Webots and webots.cloud are essential components of the OpenDR toolkit used for simulating robots. Webots is widely used inside, but also outside the OpenDR project. webots.cloud is pretty new and was actively developed during the OpenDR project. It allows users to easily share their Webots simulations online, including models, animations, interactive simulations and even simulated robotics competitions. To promote the capabilities of webots.cloud and encourage more users to take advantage of it, we organized a series of simulated robot programming competitions based on humanoid wrestling (see Fig. 1). The first competition was held at ICRA 2023 (London) and the second ran remotely during IROS 2023 (Detroit). Both editions gathered more than 32 teams worldwide and only the best 32 teams were selected for participation to the finals. The ICRA 2023 results and the IROS 2023 results are available online, including the playback of the games in 3D on the web, utilizing on the webots.cloud technology developed in the OpenDR project.
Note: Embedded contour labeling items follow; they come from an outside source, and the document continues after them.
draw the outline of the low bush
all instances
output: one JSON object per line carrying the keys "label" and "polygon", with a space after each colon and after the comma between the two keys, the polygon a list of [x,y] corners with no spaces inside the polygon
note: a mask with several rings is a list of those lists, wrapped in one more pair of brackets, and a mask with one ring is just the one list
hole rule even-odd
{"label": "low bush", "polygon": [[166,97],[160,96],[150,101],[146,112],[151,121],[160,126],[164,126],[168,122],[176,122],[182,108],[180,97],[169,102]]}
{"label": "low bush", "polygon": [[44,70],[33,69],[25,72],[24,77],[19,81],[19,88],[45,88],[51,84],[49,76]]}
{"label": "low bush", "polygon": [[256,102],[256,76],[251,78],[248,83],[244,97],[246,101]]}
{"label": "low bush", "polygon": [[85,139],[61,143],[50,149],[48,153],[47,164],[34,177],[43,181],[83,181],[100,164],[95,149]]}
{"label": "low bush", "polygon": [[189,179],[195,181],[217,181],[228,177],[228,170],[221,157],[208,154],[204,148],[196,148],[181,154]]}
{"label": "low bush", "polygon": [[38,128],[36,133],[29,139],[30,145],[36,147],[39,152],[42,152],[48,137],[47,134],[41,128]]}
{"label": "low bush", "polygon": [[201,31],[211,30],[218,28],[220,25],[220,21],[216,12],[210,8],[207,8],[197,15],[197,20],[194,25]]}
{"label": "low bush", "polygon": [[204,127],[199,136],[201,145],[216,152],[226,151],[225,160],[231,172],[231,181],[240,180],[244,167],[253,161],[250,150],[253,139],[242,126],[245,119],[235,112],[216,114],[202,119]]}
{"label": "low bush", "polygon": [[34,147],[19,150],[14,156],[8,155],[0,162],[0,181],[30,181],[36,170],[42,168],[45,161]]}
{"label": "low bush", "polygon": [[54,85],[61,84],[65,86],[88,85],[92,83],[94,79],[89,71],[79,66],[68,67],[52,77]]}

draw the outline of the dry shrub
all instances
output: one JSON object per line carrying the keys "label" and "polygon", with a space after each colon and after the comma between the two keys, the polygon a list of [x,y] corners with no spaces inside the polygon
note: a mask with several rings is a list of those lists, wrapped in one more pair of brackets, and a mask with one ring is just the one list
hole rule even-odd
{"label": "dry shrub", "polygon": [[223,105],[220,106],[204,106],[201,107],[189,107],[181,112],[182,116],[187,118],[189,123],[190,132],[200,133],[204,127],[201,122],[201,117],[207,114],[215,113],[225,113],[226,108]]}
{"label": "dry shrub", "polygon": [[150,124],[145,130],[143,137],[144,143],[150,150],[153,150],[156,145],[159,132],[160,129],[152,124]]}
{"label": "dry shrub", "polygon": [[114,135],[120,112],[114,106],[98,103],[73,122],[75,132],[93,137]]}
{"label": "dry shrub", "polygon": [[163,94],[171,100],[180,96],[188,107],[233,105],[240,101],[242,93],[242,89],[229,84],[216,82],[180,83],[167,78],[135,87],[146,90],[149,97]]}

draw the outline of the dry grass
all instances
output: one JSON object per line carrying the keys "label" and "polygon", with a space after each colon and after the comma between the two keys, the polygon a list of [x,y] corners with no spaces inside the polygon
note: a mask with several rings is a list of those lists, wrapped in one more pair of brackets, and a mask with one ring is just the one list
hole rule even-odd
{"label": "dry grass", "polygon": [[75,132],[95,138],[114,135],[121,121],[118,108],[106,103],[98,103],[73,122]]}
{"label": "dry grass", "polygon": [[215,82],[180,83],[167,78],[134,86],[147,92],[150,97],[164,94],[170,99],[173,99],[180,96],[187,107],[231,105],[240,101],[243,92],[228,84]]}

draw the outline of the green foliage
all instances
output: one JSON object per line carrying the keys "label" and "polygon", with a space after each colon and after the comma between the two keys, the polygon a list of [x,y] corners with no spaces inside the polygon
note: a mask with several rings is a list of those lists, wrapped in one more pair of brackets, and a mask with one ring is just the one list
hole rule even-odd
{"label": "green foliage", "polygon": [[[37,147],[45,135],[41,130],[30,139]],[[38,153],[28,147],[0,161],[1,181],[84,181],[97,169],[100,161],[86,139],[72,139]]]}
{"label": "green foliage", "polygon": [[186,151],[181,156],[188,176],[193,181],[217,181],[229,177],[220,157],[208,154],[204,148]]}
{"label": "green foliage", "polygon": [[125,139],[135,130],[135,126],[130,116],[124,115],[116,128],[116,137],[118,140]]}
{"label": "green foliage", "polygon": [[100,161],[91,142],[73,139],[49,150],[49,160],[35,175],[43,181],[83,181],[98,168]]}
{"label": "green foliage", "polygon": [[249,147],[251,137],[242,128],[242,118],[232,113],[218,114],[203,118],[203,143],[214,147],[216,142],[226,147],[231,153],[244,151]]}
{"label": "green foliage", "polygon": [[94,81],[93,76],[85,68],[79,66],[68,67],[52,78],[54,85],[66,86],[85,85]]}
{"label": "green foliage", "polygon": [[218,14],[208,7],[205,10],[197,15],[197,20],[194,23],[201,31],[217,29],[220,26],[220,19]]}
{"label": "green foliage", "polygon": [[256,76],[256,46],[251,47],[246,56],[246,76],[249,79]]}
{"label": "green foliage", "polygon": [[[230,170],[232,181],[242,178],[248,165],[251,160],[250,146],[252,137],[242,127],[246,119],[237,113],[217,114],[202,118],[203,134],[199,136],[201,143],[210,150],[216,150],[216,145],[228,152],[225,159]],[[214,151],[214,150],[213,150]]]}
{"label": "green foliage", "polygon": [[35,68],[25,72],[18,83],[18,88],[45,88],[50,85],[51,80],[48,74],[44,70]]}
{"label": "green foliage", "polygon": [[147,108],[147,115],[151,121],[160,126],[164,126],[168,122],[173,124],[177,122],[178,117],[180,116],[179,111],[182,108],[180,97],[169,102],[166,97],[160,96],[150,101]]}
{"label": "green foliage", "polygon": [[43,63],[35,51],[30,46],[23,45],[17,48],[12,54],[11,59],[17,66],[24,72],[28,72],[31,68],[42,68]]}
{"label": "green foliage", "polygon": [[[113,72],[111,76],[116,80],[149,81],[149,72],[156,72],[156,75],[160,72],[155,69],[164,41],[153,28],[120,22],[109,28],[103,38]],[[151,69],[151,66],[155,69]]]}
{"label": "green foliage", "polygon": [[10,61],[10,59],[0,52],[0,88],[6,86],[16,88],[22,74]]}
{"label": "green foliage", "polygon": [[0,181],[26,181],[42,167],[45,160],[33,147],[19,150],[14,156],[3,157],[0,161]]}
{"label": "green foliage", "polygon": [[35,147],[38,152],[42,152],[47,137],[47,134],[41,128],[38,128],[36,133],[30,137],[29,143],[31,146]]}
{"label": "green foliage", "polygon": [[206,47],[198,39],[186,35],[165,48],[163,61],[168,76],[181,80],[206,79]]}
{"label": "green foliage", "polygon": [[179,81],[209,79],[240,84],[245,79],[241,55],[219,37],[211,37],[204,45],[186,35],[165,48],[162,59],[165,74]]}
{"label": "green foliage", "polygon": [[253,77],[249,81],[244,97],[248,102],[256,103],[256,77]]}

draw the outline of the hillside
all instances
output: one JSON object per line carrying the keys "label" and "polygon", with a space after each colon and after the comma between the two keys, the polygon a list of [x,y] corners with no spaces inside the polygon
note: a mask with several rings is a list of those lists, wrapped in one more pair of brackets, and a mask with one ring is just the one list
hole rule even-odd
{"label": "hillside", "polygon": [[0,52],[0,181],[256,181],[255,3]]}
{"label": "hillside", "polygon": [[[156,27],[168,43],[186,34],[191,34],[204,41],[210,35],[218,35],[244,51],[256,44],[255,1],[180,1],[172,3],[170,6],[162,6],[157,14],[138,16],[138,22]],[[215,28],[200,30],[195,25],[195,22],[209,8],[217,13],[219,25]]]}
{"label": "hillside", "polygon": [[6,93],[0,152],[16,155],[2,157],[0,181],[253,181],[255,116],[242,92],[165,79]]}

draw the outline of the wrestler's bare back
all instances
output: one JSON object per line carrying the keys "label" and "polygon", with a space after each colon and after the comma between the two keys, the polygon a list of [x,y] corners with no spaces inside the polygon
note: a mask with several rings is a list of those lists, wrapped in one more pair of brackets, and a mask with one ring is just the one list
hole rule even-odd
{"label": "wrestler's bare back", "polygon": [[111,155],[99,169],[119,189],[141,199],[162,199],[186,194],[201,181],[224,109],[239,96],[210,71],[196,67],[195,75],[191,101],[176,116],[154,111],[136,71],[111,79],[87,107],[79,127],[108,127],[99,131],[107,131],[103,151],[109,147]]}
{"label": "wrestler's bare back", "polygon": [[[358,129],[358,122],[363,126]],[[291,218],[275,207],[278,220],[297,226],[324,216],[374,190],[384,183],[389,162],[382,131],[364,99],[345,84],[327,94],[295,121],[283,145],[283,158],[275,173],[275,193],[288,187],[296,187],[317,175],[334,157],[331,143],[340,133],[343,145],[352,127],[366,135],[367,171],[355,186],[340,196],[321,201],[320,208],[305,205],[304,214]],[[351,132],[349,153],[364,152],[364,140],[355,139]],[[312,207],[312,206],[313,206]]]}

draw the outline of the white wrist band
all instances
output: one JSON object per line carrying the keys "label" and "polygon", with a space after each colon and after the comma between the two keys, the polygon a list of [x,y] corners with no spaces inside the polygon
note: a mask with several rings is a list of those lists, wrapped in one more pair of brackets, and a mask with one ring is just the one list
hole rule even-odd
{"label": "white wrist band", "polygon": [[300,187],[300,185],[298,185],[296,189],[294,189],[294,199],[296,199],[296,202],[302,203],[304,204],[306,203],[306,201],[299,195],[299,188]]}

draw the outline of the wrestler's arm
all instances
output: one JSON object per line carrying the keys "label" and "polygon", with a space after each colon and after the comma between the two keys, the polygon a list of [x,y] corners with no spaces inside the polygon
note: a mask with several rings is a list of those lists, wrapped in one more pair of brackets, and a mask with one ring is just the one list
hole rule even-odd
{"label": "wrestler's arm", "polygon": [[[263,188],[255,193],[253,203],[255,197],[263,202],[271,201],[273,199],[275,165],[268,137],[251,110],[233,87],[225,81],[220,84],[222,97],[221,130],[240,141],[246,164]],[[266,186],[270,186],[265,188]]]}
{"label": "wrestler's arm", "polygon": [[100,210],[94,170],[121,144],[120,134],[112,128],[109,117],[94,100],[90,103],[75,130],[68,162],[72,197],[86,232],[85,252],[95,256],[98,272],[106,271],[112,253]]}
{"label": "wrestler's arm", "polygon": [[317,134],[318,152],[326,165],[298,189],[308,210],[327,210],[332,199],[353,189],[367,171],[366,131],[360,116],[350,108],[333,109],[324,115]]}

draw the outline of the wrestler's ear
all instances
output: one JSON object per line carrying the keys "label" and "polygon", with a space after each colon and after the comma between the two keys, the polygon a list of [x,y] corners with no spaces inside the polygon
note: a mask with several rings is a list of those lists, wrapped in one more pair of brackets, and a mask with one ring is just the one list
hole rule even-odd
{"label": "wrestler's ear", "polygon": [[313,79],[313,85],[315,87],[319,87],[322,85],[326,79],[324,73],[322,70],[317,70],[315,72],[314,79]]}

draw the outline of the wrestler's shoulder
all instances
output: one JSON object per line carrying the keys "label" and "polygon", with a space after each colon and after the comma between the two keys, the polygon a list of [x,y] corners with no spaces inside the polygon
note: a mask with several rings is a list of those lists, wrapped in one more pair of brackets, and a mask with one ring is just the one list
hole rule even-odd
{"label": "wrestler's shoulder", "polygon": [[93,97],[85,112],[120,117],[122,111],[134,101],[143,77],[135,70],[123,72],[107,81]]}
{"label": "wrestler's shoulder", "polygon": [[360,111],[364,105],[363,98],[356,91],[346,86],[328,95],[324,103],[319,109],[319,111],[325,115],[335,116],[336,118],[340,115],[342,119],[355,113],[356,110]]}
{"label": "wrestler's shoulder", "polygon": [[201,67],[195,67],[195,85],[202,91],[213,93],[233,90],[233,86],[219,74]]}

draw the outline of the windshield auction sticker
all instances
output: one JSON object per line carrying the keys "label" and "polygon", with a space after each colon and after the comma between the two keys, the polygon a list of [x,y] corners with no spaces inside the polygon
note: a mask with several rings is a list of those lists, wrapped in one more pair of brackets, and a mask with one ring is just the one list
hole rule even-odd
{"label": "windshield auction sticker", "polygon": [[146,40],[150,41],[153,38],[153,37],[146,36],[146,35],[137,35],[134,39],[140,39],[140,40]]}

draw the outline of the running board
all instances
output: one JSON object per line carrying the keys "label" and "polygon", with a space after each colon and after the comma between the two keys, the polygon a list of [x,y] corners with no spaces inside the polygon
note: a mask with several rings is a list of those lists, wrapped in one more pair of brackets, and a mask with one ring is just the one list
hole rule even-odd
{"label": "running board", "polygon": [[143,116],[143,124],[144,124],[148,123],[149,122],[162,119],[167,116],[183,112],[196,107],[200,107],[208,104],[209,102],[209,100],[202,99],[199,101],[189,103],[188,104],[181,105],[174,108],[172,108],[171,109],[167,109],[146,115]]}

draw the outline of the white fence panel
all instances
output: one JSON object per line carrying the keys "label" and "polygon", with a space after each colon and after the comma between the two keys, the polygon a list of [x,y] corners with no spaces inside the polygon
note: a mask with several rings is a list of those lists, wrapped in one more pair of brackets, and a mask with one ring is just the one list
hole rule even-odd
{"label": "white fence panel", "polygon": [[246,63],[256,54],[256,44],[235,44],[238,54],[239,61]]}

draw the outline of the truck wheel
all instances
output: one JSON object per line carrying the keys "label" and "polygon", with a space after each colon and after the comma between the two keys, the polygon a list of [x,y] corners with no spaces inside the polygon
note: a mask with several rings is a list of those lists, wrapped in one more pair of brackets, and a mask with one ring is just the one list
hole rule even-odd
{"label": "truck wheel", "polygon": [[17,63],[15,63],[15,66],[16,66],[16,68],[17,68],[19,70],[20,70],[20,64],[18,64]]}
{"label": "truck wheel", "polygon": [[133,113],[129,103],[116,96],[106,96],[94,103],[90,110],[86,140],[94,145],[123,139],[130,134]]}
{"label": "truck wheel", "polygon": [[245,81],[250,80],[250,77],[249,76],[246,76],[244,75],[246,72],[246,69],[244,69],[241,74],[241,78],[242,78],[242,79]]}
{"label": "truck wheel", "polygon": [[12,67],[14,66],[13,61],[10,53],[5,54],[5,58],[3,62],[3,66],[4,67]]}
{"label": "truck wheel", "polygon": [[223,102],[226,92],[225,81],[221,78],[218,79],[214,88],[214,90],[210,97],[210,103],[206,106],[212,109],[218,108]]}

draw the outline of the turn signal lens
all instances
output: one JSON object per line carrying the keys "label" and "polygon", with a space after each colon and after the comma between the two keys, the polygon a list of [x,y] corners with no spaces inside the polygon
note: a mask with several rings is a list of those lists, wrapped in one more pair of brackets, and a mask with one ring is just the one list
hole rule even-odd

Fig. 1. Simulation world in which two humanoid robots wrestle against each other.

The competition focuses on the development of advanced humanoid robot control software for a wrestling game in which all shots are allowed. It relies on a calibrated simulation model of the NAO robot, running in the Webots simulator with realistic physics, sensor and actuator simulation. The winning team receives one Ether crypto-currency (priced around USD 1’640 on October 5th, 2023) and an official certificate.

Being spectacular and easy to get started with, this competition aimed at gathering a large number of competitors. The fully open-source competition software stack was designed to be re-used as a template for other robot competitions.

The competition engine is fully implemented in GitHub: a new participant can enter the competition by simply creating a GitHub repository for their code from a template repository provided by the organizer of the competition. Then, the participant can edit a JSON file to set their name, team members, programming language, etc. As soon as the participant commits any change to their repository, an evaluation is automatically run in the GitHub CI: their robot will play a game against the robot just above them in the leader board (see Fig. 2). If they win, they will swap their position with their opponent and play another game against the new robot above them, and so on until they loose a game or reach the top of the ranking. All games are recorded so that anyone can view the results online by playing back 3D animations.

Fig. 2. The leader board of the competition

This competition was designed to disseminate the results achieved in OpenDR with Webots and webots.cloud and to encourage researchers to use these free and open-source tools to share their research results online. It has been successful in terms of participation and we are currently in touch with several researchers willing to run their own competition or benchmark on webots.cloud.